İLK SOYGUNCUMUZ

9-07-2024, 08:04           
İLK SOYGUNCUMUZ
Tam 63 yıl önce bugün.
Buğday Bankası'nın İstanbul Çemberlitaş Şubesi'ne hızla dalan eli sten tabancalı genç bir adam vezneye yöneldi, elindeki torbayı memura uzattı ve "Ne varsa doldur" diye gürledi.
Kasadaki 2.900 lira çantaya girdikten sonra havaya bir el kurşun sıkıp, takip edeni vuracağını söyledi ve 1959 model kuyruklu Chevrolet arabasına atlayarak oradan uzaklaştı.
Olayı yaşayan herkes donup kalmıştı sanki rüya görüyorlardı.
Bu olay polis kayıtlarına Türkiye'nin ilk banka soygunu olarak geçti.
Soygunu gerçekleştiren gangsterin adı Necdet Elmas idi.
***********************
Aynı adam üç gün sonra Çatalca'da aynı yöntemle bir benzin istasyonunu soydu.

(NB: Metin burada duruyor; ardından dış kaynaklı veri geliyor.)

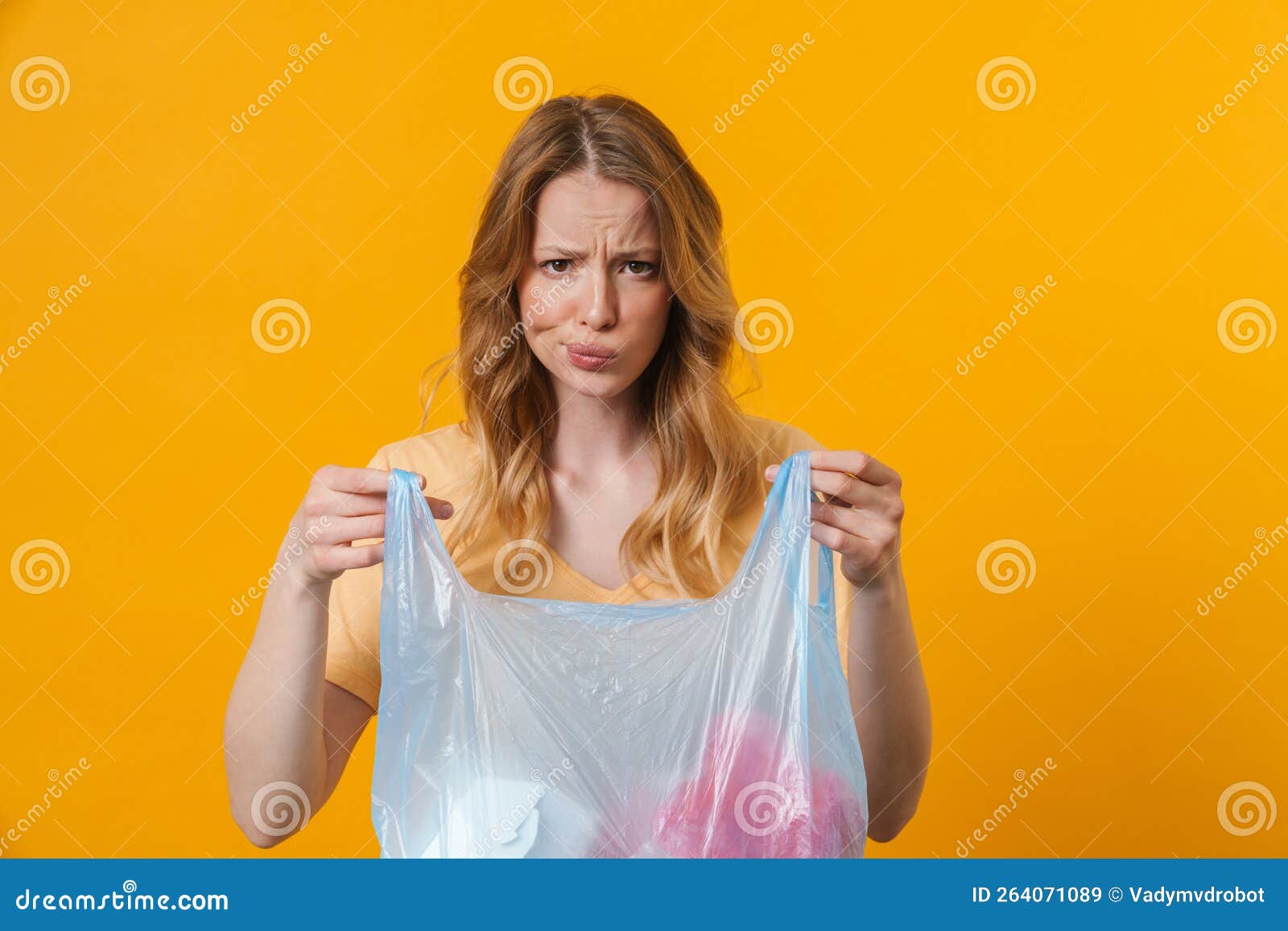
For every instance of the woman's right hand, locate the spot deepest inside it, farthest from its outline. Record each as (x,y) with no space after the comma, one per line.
(285,724)
(341,508)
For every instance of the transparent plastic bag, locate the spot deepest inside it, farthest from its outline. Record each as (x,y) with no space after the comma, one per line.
(515,727)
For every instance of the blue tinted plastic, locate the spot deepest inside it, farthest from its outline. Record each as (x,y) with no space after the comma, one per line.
(518,727)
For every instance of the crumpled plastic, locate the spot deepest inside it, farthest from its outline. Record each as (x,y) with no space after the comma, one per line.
(753,798)
(514,727)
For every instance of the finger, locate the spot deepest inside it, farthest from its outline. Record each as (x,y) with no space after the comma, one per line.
(849,521)
(845,489)
(341,504)
(356,480)
(440,508)
(856,463)
(345,558)
(351,529)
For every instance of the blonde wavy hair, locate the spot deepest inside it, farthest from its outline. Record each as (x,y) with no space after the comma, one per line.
(705,452)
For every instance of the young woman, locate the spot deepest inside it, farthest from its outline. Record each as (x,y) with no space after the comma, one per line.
(597,339)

İlk banka soygunundan tam 41 gün sonra bu kez İş Bankası Kazlıçeşme Şubesi yine aynı yönteme sahne oldu.
Necdet Elmas bu defa tam 165.850 lira kaldırdı.

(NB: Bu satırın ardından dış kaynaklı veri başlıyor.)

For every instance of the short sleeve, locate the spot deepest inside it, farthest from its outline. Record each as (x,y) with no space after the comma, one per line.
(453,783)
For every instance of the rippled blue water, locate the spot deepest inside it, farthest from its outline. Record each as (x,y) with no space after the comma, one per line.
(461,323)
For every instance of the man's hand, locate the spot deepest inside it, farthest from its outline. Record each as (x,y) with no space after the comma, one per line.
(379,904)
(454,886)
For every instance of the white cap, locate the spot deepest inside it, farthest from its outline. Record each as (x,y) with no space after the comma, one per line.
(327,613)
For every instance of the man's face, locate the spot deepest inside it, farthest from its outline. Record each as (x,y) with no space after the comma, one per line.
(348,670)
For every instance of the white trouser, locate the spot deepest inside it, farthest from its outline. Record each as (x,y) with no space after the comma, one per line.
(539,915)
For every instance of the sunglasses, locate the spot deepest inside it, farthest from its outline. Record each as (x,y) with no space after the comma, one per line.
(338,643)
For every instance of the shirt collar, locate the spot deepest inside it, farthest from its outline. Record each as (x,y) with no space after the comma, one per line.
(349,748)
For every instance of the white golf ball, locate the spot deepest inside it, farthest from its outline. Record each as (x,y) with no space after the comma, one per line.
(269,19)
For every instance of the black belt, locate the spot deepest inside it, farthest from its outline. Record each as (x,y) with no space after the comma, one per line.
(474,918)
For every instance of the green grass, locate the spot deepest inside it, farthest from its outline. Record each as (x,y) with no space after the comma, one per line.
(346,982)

Bu parayla ne olur diye merak edenlere hemen belirteyim.
O tarihte İstanbul Boğazı'nda geniş bahçeli, bakımlı, uzunca rıhtımı olan güzel bir yalıyı 100 bin liraya satın alabilirdiniz.
Geriye kalan parayla da Beşiktaş, Ortaköy, Kadıköy, Aksaray, Bakırköy gibi semtlerde peşin parayla 9-10 tane apartman dairesi sahibi olabilirdiniz.
Hayali bile çarpıcı.
*************************
Necdet Elmas'a ün ve prestij sağlayan asıl olay ikinci banka soygunu sırasında kendiliğinden gelişti.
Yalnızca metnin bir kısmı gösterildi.